27:01: That forces an interesting question: How valuable is it to optimize the number of calls? If it doesn’t cost a tremendous amount of money, and it’s faster than a human, it’s a challenge from an evaluation standpoint. How do I boil that down to a number? I didn’t have an amazing way of measuring that yet. That’s where you start to get into an agent loop that’s constantly building up context. How do I know that I’m building up context in a way that’s helpful to my goals?
29:02: The fact that you’re paying attention and logging these things gives you the opportunity of training the agent. Let’s do the other side: AI for observability. In the security world, they have analysts who do investigations. They’re starting to get access to AI tools. Is something similar happening in the SRE world?
29:47: Absolutely. There are a couple of different categories involved here. There are expert SREs out there who are better at analyzing things than agents. They don’t need the AI to do their job. However, sometimes they’re tasked with problems that aren’t that hard but are time consuming. A lot of these folks have a sense of whether something really needs their attention or is just “this is not hard but just going to take time.” At that time, they wish they could just send the task to an agent and do something with higher value. That’s an important use case. Some startups are starting to do this, though the products aren’t very good yet.
31:38: This agent will have to go in cold: Kubernetes, Amazon, etc. It has to learn so much context.

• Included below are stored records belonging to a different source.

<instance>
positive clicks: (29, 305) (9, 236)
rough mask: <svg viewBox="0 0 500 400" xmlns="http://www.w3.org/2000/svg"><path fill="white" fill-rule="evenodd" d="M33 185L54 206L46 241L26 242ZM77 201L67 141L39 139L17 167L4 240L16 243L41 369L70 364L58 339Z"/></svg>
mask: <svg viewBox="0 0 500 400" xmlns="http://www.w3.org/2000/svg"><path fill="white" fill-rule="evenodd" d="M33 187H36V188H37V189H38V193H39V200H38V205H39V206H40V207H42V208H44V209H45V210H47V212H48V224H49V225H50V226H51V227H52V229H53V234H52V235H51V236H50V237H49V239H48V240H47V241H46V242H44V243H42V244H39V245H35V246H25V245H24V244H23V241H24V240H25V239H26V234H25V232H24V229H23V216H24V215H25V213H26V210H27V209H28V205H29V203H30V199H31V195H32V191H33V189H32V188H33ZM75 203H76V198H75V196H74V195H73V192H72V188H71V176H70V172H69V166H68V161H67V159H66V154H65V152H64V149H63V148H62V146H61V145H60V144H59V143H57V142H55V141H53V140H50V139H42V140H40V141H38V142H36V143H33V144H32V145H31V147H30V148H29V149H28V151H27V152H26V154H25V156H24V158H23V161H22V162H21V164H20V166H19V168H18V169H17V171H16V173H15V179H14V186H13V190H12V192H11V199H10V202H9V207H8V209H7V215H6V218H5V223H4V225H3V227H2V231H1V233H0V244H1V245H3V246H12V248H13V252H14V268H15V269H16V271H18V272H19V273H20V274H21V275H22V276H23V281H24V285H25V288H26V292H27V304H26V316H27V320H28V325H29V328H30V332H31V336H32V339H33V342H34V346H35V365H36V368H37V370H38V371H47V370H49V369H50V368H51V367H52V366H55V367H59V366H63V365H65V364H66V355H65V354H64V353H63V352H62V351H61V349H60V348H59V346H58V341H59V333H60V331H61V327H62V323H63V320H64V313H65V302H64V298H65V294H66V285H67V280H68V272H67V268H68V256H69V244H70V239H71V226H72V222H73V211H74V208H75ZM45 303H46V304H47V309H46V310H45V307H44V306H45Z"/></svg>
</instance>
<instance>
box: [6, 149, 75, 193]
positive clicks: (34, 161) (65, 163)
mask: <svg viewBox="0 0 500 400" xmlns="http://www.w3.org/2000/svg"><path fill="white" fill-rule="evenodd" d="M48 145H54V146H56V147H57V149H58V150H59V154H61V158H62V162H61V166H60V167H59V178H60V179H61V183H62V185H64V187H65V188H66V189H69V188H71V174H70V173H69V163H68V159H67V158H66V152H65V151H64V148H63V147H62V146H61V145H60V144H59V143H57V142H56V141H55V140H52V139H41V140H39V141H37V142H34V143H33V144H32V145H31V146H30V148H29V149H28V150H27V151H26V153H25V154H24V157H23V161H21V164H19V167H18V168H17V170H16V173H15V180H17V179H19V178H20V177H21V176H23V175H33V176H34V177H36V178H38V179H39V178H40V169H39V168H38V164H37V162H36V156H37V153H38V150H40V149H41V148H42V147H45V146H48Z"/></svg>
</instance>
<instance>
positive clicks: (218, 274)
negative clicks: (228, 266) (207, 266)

31:51: That’s where these things struggle. It’s not the investigative loop; it’s gathering enough context. The winning model will still be human SRE-focused. In the future we might advance a little further, but it’s not good enough yet.
32:41: So you would describe these as early solutions?

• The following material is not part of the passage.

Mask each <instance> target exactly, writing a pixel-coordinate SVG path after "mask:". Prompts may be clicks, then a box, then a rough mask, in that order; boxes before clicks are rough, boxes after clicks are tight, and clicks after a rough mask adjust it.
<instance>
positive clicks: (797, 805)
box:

32:49: Very early. There are other use cases that are interesting. A lot of organizations are undergoing service ownership. Every developer goes on call and must understand some operational characteristics. But most of these developers aren’t observability experts. In practice, they do the minimal work necessary so they can focus on the code. They may not have enough guidance or good practices. A lot of these AI-assisted tools can help with these folks. You can imagine a world where you get an alert, and a dozen or so AI agents come up with 12 different ways we might investigate. Each one gets its own agent. You have some rules for how long they investigate. The conclusion might be garbage or it might be inconclusive. You might end up with five areas that merit further investigation. There might be one where they’re fairly confident that there’s a problem in the code.
35:22: What’s preventing these tools from getting better?

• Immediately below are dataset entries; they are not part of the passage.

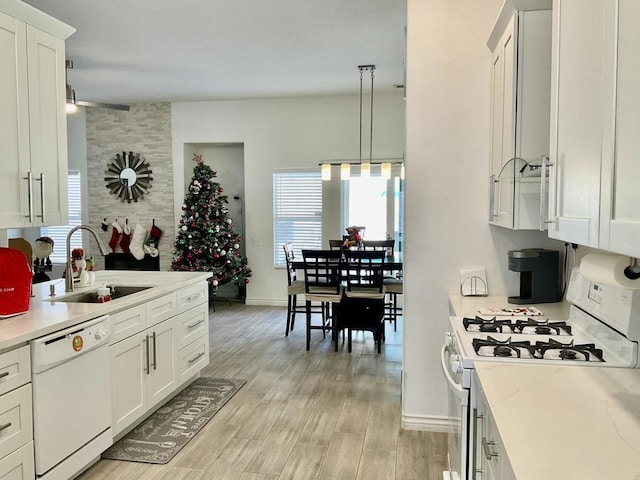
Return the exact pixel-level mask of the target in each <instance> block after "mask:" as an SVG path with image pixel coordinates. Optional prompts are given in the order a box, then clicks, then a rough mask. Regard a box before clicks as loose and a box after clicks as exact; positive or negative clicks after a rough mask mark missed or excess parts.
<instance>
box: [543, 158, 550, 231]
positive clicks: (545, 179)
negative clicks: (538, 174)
mask: <svg viewBox="0 0 640 480" xmlns="http://www.w3.org/2000/svg"><path fill="white" fill-rule="evenodd" d="M540 165H542V171H541V173H540V231H541V232H542V231H544V227H545V225H546V224H547V223H549V222H548V221H547V220H546V218H547V167H549V166H550V165H551V164H550V163H549V157H547V156H546V155H542V156H541V157H540Z"/></svg>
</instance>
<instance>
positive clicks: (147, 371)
mask: <svg viewBox="0 0 640 480" xmlns="http://www.w3.org/2000/svg"><path fill="white" fill-rule="evenodd" d="M145 342H147V348H146V355H147V368H146V371H147V375H149V374H150V373H151V367H150V365H149V335H146V338H145Z"/></svg>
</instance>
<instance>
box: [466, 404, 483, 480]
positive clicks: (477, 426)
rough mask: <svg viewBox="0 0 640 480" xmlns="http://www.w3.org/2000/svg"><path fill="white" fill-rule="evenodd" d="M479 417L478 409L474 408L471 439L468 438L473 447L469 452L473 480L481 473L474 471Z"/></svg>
mask: <svg viewBox="0 0 640 480" xmlns="http://www.w3.org/2000/svg"><path fill="white" fill-rule="evenodd" d="M479 418H480V417H479V416H478V409H477V408H474V409H473V438H470V439H469V441H470V442H471V445H472V446H473V448H472V450H471V462H472V465H473V467H472V469H471V472H472V475H473V480H476V479H477V478H478V477H477V476H476V474H477V473H480V472H481V471H479V470H477V469H476V455H477V453H478V441H477V440H476V439H477V438H478V419H479Z"/></svg>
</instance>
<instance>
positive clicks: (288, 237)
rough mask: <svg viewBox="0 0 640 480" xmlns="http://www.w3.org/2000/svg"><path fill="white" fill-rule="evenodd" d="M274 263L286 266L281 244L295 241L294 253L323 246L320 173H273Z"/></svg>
mask: <svg viewBox="0 0 640 480" xmlns="http://www.w3.org/2000/svg"><path fill="white" fill-rule="evenodd" d="M273 235H274V241H273V247H274V250H273V262H274V265H275V266H284V265H286V261H285V258H284V251H283V249H282V245H283V244H285V243H293V246H294V252H295V256H296V257H297V258H302V256H301V253H300V251H301V250H302V249H306V248H309V249H319V248H322V179H321V177H320V172H305V171H297V172H292V171H289V172H276V173H274V174H273Z"/></svg>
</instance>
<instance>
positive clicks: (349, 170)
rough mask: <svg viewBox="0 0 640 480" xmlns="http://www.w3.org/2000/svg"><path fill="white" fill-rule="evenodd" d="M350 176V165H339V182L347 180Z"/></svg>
mask: <svg viewBox="0 0 640 480" xmlns="http://www.w3.org/2000/svg"><path fill="white" fill-rule="evenodd" d="M350 175H351V165H349V164H348V163H343V164H342V165H340V180H349V176H350Z"/></svg>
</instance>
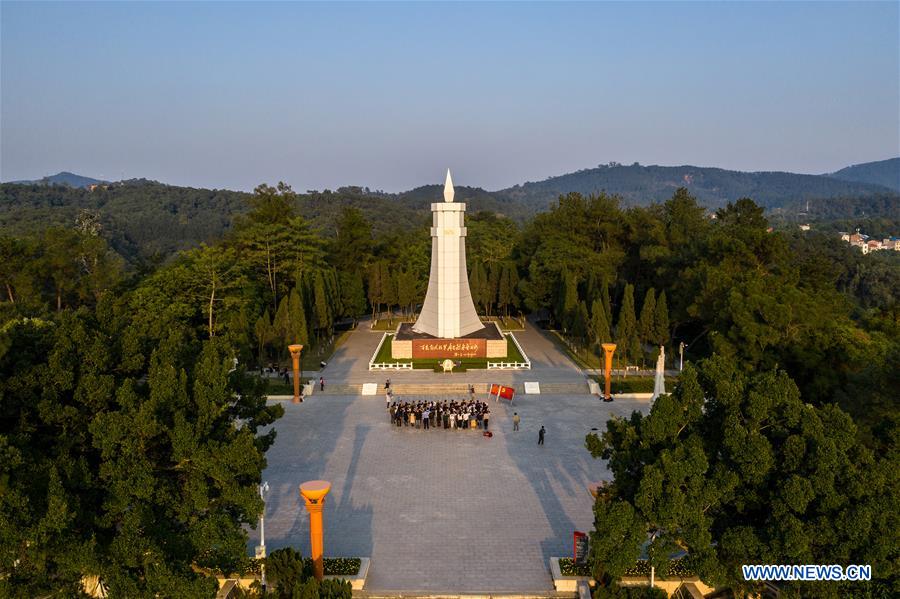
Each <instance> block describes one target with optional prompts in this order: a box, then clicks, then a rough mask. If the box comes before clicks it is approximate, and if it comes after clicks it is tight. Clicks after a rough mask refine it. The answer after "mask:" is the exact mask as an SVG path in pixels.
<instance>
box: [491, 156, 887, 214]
mask: <svg viewBox="0 0 900 599" xmlns="http://www.w3.org/2000/svg"><path fill="white" fill-rule="evenodd" d="M679 187H686V188H687V190H688V191H689V192H690V193H691V195H693V196H694V197H696V198H697V199H698V200H699V201H700V203H701V204H703V205H705V206H706V207H708V208H721V207H723V206H725V205H726V204H728V202H733V201H735V200H738V199H740V198H745V197H747V198H752V199H753V200H754V201H755V202H756V203H757V204H759V205H761V206H764V207H765V208H776V207H779V206H782V205H784V204H786V203H788V202H792V201H796V200H803V199H807V198H810V199H813V198H832V197H860V196H868V195H875V194H881V193H884V192H886V191H889V190H888V189H887V188H885V187H884V186H882V185H874V184H871V183H861V182H857V181H845V180H839V179H834V178H831V177H824V176H820V175H799V174H795V173H785V172H757V173H748V172H741V171H729V170H725V169H720V168H706V167H697V166H643V165H640V164H637V163H635V164H632V165H630V166H625V165H620V164H617V163H610V164H608V165H600V166H598V167H597V168H592V169H585V170H581V171H577V172H574V173H570V174H567V175H560V176H558V177H550V178H548V179H545V180H543V181H538V182H529V183H525V184H522V185H516V186H515V187H510V188H508V189H503V190H500V191H498V192H496V195H499V196H502V197H505V198H508V199H511V200H516V201H517V202H520V203H522V204H523V205H524V206H527V207H529V208H531V209H533V210H535V211H540V210H545V209H546V208H547V207H548V206H549V205H550V204H552V203H553V202H554V201H555V200H556V198H557V197H558V196H559V195H560V194H561V193H567V192H572V191H577V192H579V193H582V194H585V195H587V194H591V193H597V192H601V191H605V192H606V193H610V194H617V195H620V196H621V197H622V198H623V200H624V201H625V204H626V205H628V204H631V205H645V204H649V203H652V202H664V201H665V200H666V199H668V198H670V197H671V196H672V193H673V192H674V191H675V190H676V189H678V188H679Z"/></svg>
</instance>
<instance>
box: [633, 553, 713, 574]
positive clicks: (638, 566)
mask: <svg viewBox="0 0 900 599" xmlns="http://www.w3.org/2000/svg"><path fill="white" fill-rule="evenodd" d="M624 575H625V576H650V562H649V561H647V560H645V559H639V560H638V561H637V563H636V564H635V565H634V566H632V567H631V568H628V569H627V570H625V574H624ZM657 575H658V576H659V573H657ZM696 575H697V572H696V571H695V570H694V565H693V563H692V562H691V558H690V557H689V556H684V557H676V558H675V559H671V560H669V571H668V572H666V574H665V576H666V577H669V578H687V577H690V576H696ZM660 578H662V576H660Z"/></svg>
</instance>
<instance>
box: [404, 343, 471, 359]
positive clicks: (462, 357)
mask: <svg viewBox="0 0 900 599" xmlns="http://www.w3.org/2000/svg"><path fill="white" fill-rule="evenodd" d="M486 357H487V340H485V339H413V358H486Z"/></svg>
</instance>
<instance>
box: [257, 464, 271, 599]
mask: <svg viewBox="0 0 900 599" xmlns="http://www.w3.org/2000/svg"><path fill="white" fill-rule="evenodd" d="M268 492H269V483H267V482H263V484H261V485H259V498H260V499H262V500H263V511H262V513H260V515H259V545H258V546H257V547H256V559H262V560H265V559H266V493H268ZM261 569H262V580H261V581H260V584H261V585H262V591H263V595H265V594H266V562H265V561H263V562H262V566H261Z"/></svg>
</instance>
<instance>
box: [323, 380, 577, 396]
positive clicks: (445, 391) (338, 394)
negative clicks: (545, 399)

35:34: There’s many things, but the foundation models have work to do. Investigations are really context-gathering operations. We have long context windows—2 million tokens—but that’s nothing for log files. And there’s some breakdown point where the models accept more tokens, but they just lose the plot. They’re not just data you can process linearly. There are often circuitous pathways. You can find a way to serialize that, but it ends up being large, long, and hard for a model to receive all of that information and understand the plot and where to pull data from under what circumstances. We saw this breakdown all the time at Honeycomb when we were building investigative agents. That’s a fundamental limitation of these language models. They aren’t coherent enough with large context. That’s a large unsolved problem right now.